The oxidative and non-oxidative degradation behaviour of a flexible polyurethane foam, synthesised from toluene diisocyanate and a polyether polyol, is reported. Both toluene diisocyanate and diaminotoluene were identified as major products under non-oxidative conditions, which indicates that the urethane linkages are degrading by two competing degradation mechanisms. Degradation of the urethane linkage by a depolymerisation reaction to yield toluene diisocyanate and polyol is proposed to occur initially. In addition, the atmospheric pressure conditions favour the degradation of the urethane linkages via a six-membered ring transition state reaction to form diaminotoluene, carbon dioxide and alkene terminated polyol chains. Solid-state ¹³C NMR spectroscopy and elemental analysis of the residues indicates that at temperatures above 300 °C ring fusion of the aromatic components within the foam occurs, and this leads to a nitrogen-containing carbonaceous char which has a complex aromatic structure. It is proposed that under the confined conditions of the degradation the aromatic nitrogen-containing species, such as toluene diisocyanate and diaminotoluene, undergo secondary reactions and ring fusion to yield a complex char structure.
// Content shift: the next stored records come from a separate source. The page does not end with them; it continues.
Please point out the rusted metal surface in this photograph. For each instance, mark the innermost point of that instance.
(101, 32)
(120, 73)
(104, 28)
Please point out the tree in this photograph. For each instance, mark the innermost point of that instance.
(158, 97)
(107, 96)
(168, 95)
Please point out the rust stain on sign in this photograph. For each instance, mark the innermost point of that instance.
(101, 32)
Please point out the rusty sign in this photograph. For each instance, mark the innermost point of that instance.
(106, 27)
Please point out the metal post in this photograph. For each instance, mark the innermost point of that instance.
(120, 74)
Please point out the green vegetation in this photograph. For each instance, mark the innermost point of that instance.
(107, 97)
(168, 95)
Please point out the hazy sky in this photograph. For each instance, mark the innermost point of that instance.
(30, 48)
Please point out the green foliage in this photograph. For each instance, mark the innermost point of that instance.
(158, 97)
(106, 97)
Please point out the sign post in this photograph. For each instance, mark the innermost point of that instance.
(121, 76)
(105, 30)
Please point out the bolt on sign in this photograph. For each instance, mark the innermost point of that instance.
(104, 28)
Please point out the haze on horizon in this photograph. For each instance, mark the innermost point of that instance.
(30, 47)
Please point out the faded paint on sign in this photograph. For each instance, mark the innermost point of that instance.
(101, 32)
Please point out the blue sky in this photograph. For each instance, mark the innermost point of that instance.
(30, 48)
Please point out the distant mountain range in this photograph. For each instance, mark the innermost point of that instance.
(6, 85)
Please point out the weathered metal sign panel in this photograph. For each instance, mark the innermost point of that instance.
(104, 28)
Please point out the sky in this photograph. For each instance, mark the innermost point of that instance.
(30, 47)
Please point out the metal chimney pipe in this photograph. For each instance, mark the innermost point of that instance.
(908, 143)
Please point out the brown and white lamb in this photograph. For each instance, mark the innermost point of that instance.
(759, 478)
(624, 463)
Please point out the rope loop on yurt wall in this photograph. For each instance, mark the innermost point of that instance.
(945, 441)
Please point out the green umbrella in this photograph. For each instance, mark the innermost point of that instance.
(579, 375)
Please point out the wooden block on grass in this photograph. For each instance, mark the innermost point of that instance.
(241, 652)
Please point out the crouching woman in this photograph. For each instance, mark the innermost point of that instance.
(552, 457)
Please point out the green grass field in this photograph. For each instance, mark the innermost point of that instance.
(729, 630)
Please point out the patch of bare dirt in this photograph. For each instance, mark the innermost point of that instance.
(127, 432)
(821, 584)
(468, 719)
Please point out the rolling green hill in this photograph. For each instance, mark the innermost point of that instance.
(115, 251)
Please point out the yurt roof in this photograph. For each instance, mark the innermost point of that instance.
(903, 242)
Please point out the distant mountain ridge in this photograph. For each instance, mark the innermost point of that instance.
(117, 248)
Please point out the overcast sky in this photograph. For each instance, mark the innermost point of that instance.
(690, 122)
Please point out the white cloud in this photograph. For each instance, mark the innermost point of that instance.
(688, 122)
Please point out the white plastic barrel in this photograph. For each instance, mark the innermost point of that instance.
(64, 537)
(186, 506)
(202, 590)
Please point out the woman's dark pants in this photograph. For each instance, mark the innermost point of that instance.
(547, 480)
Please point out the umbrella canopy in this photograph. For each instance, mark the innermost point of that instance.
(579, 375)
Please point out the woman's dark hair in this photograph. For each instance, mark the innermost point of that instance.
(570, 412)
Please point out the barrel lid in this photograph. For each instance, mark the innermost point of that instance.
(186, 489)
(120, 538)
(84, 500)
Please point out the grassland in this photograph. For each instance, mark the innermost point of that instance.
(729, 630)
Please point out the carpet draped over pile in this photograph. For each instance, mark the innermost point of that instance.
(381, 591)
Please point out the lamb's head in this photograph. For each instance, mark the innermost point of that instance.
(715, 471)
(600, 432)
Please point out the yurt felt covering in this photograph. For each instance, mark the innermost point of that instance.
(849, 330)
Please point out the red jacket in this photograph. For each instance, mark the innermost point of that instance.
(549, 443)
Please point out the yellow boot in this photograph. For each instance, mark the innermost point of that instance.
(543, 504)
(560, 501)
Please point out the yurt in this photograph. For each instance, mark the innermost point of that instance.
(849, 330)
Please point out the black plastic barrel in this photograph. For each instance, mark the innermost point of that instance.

Under oxidative conditions, degradation, including ring fusion, occurs at a lower temperature than under non-oxidative conditions. Neither toluene diisocyanate nor diaminotoluene were observed as major degradation products. The polyol is observed to undergo thermo-oxidative degradation at much lower temperatures than purely thermal degradation. As a consequence, the depolymerisation reaction via the six-membered ring transition state is limited in extent and diaminotoluene is not evolved. The absence of toluene diisocyanate is proposed to be a result of this species undergoing oxidative degradation reactions which lead to it being incorporated into the char.

据报道，由甲苯二异氰酸酯和聚醚多元醇合成的软质聚氨酯泡沫的氧化和非氧化降解行为。在非氧化条件下，甲苯二异氰酸酯和二氨基甲苯均被鉴定为主要产物，这表明氨基甲酸酯键正在通过两种竞争性降解机理降解。最初建议通过解聚反应使氨基甲酸酯键降解以产生甲苯二异氰酸酯和多元醇。另外，大气压条件有利于经由六元环过渡态反应的氨基甲酸酯键的降解，以形成二氨基甲苯，二氧化碳和烯烃封端的多元醇链。固态¹³残留物的13 C NMR光谱和元素分析表明，在高于300°C的温度下，泡沫内的芳族组分发生环熔化，这导致形成具有复杂芳族结构的含氮碳质炭。提出在降解的限制条件下，含芳族氮的物质，例如甲苯二异氰酸酯和二氨基甲苯，经历二次反应和环稠合以产生复杂的炭结构。

在氧化条件下，包括环稠合在内的降解在比非氧化条件下更低的温度下发生。没有观察到甲苯二异氰酸酯和二氨基甲苯是主要的降解产物。观察到多元醇在比纯热降解低得多的温度下发生热氧化降解。结果，经由六元环过渡态的解聚反应在一定程度上受到限制，并且不释放出二氨基甲苯。提议不存在甲苯二异氰酸酯是由于该物种经历了氧化降解反应，导致其被引入炭中。